Tomma Abts: A Delicate Dance Of Colours And Shapes – Edward Lucie-Smith

Tomma Abts

The Tomma Abts show at the Serpentine Sackler marks another step forward in reputation for this German-born but British-resident painter, who has lived and worked in London since 1995, and who won the Turner Prize in 2006. Despite this notable success, Abts has remained somewhat under the radar here in London. This exhibition is her first solo at any UK public institution, though, as acknowledgements in the Serpentine Sackler catalogue demonstrate, her work is liked by an international spectrum of private collectors. Abts is not young – she was born in 1964. Her reputation has been one of slow but steady growth.

‘Tomma Abts work tells us that abstraction in art is no big deal’ – ELS

Looking around the walls, it is easy to see why this is so. The paintings – there are also some wall-reliefs reliefs based on them – are nearly all quite small. Abts usually works to just one format, 48 x 38 cm. Quite sparsely hung at regular intervals along the gallery’s white walls, you have to step up close to examine them. These are civilised, unassertive works that would fit very well into any kind of domestic setting. Even the hues are quiet. These are things that whisper to you, rather than shout at you. They would be completely lost in the hurly-burly of the Royal Academy’s current 250th-anniversary exhibition. In fact, it is not going too far to say that this is art that deliberately avoids having any kind of public presence.

Tomma Abts
Tomma Abts

Given the context – what’s on elsewhere in London – it is hard to avoid making a comparison with another painter who swam against the prevailing current: Howard Hodgkin’s late works, on view at Gagosian Grosvenor Hill. Hodgkin’s chosen formats were often just as small as those adopted by Abts. I was left wondering why her paintings consistently work well for me, while dinky little Hodgkin abstracts almost invariably don’t.

The information one gets about the kind of creative methods adopted by these two painters seem to indicate that their respective works, though very different in appearance, have evolved in rather similar ways. In both cases the process was, one is informed, open-ended. The artist did not begin by envisaging a specific, pre-planned result. What one now sees on the painted surface was a thing of slow growth, which gradually acquired a life of its own.

The difference, it seems to me, is that Abts’ small compositions look constructed, while Hodgkin’s small late paintings resist any interpretation of that kind. In his case, the message conveyed by the abstract swooshes and splotches is a constant assertion of the delicacy of the artist’s sensibility. In the end, you rebel, and think “Stop muttering to yourself – you’ve got to give me a bit more than this’.

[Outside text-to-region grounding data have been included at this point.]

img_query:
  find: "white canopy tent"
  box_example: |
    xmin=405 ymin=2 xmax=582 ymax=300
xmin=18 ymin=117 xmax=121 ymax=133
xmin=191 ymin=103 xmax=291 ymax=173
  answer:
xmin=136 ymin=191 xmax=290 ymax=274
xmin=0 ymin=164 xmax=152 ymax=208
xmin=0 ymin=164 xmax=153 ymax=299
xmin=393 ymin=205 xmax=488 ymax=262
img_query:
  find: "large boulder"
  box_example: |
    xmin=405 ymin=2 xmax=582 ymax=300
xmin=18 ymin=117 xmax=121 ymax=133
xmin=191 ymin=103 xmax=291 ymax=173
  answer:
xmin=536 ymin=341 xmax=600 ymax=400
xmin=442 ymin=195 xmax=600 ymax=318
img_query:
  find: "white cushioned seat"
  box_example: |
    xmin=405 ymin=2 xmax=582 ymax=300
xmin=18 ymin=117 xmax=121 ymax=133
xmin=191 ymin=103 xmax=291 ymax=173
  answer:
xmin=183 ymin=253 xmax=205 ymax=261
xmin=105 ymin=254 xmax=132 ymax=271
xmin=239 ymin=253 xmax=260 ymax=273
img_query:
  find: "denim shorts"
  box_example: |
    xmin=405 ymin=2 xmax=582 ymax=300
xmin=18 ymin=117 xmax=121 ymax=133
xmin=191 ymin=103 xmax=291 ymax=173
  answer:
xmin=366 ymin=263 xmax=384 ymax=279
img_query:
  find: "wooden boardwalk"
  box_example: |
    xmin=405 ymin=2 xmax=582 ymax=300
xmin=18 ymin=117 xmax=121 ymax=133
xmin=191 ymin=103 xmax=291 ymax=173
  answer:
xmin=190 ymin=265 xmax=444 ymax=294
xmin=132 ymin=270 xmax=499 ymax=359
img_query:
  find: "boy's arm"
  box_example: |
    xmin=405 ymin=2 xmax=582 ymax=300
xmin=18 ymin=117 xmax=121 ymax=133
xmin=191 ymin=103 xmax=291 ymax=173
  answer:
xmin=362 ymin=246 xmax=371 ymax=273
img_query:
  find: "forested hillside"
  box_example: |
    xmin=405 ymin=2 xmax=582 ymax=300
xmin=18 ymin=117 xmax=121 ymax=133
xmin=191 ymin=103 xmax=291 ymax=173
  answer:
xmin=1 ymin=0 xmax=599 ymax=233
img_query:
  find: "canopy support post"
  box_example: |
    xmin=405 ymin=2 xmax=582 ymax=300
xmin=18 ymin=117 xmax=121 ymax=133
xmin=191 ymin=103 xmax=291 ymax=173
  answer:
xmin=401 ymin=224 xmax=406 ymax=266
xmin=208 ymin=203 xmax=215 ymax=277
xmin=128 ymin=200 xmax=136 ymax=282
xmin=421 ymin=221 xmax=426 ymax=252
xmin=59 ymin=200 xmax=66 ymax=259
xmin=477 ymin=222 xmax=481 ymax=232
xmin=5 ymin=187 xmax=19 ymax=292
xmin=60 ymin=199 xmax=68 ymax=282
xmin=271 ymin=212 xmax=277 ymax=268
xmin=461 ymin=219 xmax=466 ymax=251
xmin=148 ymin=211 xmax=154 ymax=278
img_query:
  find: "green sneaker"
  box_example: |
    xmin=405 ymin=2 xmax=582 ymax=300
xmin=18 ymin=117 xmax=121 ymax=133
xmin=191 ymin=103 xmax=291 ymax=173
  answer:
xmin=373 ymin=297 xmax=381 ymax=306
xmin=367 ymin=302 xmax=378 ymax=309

The fact is that purely abstract art – art which refuses any hint of representation, which exists on being looked at without reference to the contingent world of things – is currently very much under challenge. This, after its victory, seemed, not so long ago, complete.

In recent memory, for example, criticism blanked out the political content of American Abstract Expressionism. The way in which it offered a completely different view of the world from Communist Socialist Realism – one in which the individual movements of the psyche challenged the collective will.

After this came a different kind of abstraction – the Minimalism which offered a critique of Pop Art. “Our willed banality,” the Minimalists asserted, “is intellectually superior to the vulgar banality of Pop.”

Abts does not make assertions of this kind. Her work tells us that abstraction in art is no big deal. It offers pleasure by asking us to take part in a delicate dance of colours and shapes. Each painting is a small world, independent in its own right. One sign of this, not I think noted in other commentaries I’ve seen about her work, is the frequent presence of a third dimension. The forms seem to dance, independent of the ground against which they have been placed. This is not Op Art, in any crudely specific sense, but it subtly shifts and moves as you look, then look again. That’s enough to keep you coming back.